Konflik hukum antara Apple dan Epic Games berpusat pada kebijakan App Store raksasa teknologi tersebut, khususnya kendalinya atas pembelian dalam aplikasi dan komisi. Pada 2021, Hakim Distrik AS Yvonne Gonzalez Rogers memerintahkan Apple untuk mengizinkan sistem pembayaran pihak ketiga di platformnya, meskipun berhenti sebelum menyatakan App Store sebagai monopoli.
Kasus tersebut meningkat pada Mei 2025 ketika Hakim Rogers menemukan bahwa pembebanan Apple komisi 27 persen pada transaksi yang diproses melalui opsi pembayaran eksternal melanggar arahan awalnya. Apple segera mengajukan banding darurat terhadap putusan penghinaan ini.
Pada 11 Desember 2025, Pengadilan Banding Sirkuit ke-9 AS mengeluarkan keputusannya, mengonfirmasi sebagian besar temuan pengadilan bawah tentang biaya yang tidak semestinya tetapi membatalkan larangan Apple membebankan komisi apa pun untuk pembayaran luar. Kemenangan parsial ini bagi Apple dapat memengaruhi cara pengembang menavigasi alternatif pembayaran di tengah pengawasan berkelanjutan terhadap praktik pasar aplikasi.

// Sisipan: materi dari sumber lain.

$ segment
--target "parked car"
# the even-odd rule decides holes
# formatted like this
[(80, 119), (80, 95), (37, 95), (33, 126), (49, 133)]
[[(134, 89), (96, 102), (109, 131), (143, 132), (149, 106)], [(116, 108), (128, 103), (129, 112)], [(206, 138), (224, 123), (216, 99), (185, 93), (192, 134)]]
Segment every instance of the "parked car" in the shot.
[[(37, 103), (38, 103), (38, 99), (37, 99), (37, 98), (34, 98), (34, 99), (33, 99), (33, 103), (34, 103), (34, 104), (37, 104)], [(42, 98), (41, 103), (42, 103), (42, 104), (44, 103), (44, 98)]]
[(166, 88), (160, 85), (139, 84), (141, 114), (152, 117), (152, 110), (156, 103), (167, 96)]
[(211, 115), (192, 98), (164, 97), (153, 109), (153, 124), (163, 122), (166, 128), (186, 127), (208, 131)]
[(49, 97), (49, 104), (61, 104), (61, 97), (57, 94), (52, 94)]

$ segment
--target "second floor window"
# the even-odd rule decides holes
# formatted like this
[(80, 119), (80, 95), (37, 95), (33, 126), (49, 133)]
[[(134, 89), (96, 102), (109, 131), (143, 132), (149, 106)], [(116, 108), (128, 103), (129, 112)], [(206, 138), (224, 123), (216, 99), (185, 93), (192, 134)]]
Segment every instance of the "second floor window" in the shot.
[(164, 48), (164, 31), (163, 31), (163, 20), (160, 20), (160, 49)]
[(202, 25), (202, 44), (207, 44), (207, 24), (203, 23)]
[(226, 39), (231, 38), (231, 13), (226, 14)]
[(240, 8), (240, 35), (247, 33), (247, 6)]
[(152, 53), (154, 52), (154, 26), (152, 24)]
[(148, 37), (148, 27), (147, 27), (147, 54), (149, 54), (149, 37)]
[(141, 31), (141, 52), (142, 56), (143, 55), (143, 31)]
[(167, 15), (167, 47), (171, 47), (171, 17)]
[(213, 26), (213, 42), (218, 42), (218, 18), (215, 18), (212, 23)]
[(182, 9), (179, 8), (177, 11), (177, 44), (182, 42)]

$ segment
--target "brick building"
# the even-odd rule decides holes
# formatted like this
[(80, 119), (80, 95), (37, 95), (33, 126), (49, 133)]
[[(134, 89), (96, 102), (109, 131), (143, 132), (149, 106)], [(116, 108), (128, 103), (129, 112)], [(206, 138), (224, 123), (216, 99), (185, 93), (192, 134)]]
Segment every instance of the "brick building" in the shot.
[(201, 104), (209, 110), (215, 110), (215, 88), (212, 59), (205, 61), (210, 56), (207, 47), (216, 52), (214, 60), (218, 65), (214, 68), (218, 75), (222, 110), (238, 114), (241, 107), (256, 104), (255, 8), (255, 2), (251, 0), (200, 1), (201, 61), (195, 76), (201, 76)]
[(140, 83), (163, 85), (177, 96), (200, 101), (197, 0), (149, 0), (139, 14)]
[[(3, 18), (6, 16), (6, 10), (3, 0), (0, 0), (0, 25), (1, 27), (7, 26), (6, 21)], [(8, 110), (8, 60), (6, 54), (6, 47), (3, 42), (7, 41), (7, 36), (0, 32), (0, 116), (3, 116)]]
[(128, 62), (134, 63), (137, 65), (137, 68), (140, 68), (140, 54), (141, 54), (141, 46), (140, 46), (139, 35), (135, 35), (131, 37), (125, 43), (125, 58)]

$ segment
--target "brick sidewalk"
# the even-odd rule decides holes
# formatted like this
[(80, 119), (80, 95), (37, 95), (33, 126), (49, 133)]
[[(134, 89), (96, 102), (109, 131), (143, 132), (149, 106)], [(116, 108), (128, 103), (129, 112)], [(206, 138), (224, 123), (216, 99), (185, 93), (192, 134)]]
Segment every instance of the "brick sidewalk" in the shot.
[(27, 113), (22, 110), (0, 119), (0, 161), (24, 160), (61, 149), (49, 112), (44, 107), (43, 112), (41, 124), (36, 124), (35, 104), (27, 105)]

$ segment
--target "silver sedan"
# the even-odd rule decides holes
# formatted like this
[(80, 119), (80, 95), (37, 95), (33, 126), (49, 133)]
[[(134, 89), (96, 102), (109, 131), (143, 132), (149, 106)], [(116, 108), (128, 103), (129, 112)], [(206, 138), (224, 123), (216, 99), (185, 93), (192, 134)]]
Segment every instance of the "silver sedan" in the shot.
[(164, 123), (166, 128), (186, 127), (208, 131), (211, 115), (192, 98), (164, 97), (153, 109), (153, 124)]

Sementara itu, Epic Games, pembuat Fortnite, telah menghapus game tersebut dari Apple App Store dan Google Play Store selama litigasi. Judul tersebut kembali ke perangkat iOS pada musim semi 2025 dan kembali ke platform Android pada hari yang sama dengan putusan pengadilan banding.